At the same time, Walsh said that in the long run, AI will increase the productivity of the US economy and further drive wage growth. He pointed out that at present, wage growth in the US remains at a reasonable level, and wage levels are expected to rise further as productivity continues to improve.

In another question, Walsh declined to say whether he had communicated with US President Trump since taking office as Chairman of the Federal Reserve in May of this year, and emphasized that the independence of the Federal Reserve will continue to be maintained.

“Everyone chose an independent person to take on an independent job, and this is exactly what I plan to keep doing.” Walsh said, “The president never asked me to do anything inappropriate, and even if I did, I wouldn't do it.”

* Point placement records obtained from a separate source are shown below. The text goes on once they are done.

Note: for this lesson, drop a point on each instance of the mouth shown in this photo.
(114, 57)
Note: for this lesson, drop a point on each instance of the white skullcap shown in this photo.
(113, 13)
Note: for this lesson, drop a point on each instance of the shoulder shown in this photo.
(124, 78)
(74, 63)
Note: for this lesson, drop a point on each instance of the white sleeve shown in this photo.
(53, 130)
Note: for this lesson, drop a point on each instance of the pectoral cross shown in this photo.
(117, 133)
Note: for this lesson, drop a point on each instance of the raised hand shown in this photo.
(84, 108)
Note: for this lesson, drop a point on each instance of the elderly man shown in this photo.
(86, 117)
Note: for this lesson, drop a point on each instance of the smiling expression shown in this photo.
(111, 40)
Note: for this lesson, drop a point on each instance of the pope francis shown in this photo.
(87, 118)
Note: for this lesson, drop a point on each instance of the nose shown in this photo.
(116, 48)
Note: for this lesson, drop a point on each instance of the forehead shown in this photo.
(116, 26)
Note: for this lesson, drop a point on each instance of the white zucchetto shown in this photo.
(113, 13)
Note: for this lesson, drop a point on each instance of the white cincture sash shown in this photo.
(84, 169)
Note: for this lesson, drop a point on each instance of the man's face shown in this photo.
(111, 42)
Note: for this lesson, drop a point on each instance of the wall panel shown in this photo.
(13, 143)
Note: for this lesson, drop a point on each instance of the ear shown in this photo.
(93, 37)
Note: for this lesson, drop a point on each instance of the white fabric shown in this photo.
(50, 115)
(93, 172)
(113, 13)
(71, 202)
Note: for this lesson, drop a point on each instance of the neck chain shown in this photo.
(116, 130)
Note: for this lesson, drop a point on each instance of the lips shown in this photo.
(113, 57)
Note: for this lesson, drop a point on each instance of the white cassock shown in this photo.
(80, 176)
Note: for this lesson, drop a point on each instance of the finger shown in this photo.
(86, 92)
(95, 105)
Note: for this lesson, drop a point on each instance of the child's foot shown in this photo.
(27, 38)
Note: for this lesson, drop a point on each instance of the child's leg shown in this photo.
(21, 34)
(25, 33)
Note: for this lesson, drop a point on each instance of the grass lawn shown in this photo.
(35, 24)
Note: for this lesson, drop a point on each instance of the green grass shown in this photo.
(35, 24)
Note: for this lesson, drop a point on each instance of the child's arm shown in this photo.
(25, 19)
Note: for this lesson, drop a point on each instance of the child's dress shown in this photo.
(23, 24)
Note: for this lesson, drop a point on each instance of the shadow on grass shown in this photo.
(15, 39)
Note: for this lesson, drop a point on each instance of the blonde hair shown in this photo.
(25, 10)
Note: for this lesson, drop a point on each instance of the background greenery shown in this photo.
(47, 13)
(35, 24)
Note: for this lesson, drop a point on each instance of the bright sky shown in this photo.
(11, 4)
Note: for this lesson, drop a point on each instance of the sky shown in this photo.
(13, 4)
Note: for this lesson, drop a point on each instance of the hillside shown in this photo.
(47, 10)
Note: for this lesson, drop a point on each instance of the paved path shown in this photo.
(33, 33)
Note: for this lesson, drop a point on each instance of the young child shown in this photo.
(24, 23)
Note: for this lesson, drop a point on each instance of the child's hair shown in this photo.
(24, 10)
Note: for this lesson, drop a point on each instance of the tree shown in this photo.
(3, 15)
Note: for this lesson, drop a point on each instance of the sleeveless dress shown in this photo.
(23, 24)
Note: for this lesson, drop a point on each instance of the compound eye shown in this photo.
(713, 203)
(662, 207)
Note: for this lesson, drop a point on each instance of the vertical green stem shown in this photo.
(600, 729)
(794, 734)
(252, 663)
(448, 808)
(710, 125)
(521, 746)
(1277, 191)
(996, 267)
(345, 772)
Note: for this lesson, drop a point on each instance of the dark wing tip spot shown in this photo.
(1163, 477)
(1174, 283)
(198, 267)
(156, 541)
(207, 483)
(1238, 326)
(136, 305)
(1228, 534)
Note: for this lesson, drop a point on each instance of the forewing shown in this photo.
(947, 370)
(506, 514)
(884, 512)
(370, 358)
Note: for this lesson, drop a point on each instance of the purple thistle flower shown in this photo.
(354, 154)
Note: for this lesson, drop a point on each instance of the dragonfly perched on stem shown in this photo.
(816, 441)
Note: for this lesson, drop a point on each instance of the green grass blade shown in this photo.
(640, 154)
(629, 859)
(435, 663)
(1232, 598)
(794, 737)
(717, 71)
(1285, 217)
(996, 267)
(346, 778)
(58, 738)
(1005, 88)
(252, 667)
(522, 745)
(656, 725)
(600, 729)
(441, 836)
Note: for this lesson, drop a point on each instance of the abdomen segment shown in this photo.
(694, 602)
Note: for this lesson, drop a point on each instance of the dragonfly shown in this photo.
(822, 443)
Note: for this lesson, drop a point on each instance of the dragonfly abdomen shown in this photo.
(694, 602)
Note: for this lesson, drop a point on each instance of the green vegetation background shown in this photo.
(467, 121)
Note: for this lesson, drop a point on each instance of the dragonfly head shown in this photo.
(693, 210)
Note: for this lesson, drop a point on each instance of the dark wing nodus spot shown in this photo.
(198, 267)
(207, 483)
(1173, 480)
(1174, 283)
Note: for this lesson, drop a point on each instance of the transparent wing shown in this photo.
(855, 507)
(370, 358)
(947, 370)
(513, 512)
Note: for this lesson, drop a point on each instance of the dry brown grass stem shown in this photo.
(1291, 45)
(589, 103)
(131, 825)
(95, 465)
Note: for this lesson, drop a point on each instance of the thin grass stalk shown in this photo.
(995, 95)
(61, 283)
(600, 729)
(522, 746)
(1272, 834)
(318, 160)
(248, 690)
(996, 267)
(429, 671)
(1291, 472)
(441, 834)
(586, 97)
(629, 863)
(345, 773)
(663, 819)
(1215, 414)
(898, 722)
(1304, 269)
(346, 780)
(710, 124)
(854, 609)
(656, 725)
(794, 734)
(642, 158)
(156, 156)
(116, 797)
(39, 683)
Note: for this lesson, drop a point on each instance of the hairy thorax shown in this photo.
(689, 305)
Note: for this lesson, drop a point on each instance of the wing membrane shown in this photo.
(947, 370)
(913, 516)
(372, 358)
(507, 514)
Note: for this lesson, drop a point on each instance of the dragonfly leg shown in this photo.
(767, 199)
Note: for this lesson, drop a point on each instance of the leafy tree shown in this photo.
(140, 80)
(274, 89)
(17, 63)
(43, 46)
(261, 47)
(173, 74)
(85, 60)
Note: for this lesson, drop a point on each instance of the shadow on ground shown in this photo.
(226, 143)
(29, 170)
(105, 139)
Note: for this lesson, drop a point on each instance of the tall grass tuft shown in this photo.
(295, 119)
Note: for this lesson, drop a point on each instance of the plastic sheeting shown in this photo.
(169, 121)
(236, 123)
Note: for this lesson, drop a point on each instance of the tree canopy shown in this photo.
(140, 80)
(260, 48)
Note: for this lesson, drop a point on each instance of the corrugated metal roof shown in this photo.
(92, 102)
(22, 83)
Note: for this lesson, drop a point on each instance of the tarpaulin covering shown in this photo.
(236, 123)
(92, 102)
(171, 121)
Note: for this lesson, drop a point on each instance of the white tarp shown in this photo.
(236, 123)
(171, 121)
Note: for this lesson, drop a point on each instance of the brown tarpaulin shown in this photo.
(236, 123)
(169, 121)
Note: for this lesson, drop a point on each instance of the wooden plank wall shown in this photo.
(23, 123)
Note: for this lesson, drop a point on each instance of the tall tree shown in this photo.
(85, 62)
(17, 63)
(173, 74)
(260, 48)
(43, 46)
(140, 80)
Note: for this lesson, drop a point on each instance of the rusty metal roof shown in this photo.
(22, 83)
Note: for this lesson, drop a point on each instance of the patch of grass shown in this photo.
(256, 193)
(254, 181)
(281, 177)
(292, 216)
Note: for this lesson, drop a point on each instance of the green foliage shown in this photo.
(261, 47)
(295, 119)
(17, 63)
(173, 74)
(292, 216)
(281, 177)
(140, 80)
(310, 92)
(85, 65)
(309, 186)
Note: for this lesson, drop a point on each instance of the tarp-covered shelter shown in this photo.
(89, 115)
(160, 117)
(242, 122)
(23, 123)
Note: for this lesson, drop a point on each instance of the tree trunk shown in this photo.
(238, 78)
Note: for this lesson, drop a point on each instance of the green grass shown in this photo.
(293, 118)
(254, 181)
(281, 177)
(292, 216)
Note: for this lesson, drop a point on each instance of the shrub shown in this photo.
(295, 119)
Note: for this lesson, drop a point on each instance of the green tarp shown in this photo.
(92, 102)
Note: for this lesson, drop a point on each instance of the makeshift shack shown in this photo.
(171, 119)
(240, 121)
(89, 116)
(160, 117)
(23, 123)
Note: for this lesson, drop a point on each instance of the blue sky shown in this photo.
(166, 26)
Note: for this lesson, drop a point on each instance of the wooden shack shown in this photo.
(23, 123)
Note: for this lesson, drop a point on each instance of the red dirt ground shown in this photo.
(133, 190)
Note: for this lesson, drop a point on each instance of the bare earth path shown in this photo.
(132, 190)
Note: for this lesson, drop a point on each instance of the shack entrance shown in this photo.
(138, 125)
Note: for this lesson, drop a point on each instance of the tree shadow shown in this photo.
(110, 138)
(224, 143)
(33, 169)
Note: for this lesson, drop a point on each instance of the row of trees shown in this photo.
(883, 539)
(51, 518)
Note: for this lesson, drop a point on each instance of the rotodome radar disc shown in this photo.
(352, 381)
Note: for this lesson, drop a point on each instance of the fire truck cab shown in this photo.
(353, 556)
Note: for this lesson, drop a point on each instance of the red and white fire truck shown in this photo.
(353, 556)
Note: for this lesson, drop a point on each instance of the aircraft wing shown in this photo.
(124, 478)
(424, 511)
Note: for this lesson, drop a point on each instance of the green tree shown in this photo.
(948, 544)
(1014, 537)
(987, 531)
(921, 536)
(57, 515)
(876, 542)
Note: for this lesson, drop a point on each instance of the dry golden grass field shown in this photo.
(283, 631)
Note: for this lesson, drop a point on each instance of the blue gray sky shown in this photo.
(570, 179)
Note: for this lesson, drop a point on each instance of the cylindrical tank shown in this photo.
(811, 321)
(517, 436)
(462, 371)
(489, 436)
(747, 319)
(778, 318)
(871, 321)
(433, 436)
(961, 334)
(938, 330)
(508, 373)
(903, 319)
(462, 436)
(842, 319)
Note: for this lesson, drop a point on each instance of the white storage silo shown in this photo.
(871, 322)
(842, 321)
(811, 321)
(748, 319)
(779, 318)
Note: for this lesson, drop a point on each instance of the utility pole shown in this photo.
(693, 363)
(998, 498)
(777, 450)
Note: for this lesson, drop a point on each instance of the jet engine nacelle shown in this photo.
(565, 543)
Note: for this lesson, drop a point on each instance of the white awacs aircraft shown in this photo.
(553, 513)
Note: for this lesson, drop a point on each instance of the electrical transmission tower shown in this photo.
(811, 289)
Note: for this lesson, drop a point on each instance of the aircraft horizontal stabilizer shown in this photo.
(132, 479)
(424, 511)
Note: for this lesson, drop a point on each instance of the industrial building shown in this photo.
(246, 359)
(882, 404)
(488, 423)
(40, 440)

Furthermore, in response to Democratic Senator Elizabeth Warren's request to investigate the Federal Reserve Vice Chairman for Regulatory Affairs Michelle Bauman attending a private bankers' meeting during the quiet period of last month's interest rate meeting, Walsh said that it would be handled by the Federal Reserve's internal oversight agency, and declined to respond to whether she had discussed the matter with Bauman.

Walsh reiterated that the Federal Reserve has “zero tolerance” for high inflation and will continue to work to push inflation back to the target level. He said that although the US consumer inflation data for June was weaker than market expectations and was mainly affected by the temporary easing of the conflict between the US and Iran, the risk of inflation still requires continued attention as the conflict between the two sides escalates again and international oil prices rise again.

According to newly released data, the US core producer price index (PPI) for June was also lower than market expectations, indicating that the overall underlying inflationary pressure remained moderate during the month.

Meanwhile, the minutes of the Federal Reserve's June 16-17 monetary policy meeting showed that policymakers' concerns about future inflation risks have heated up, while concerns about the labor market slowdown have abated slightly. At the first interest rate meeting since Walsh became chairman of the Federal Reserve, the Federal Open Market Committee (FOMC) voted unanimously to keep the federal funds rate target range unchanged at 3.5% to 3.75%, for the fourth time in a row.

Disclaimer:Webull uses external vendor Google Translation Service for news translations where we endeavour to ensure these are correct, however, we recommend that you please double-check this information accordingly. Webull is not responsible for translation errors or issues.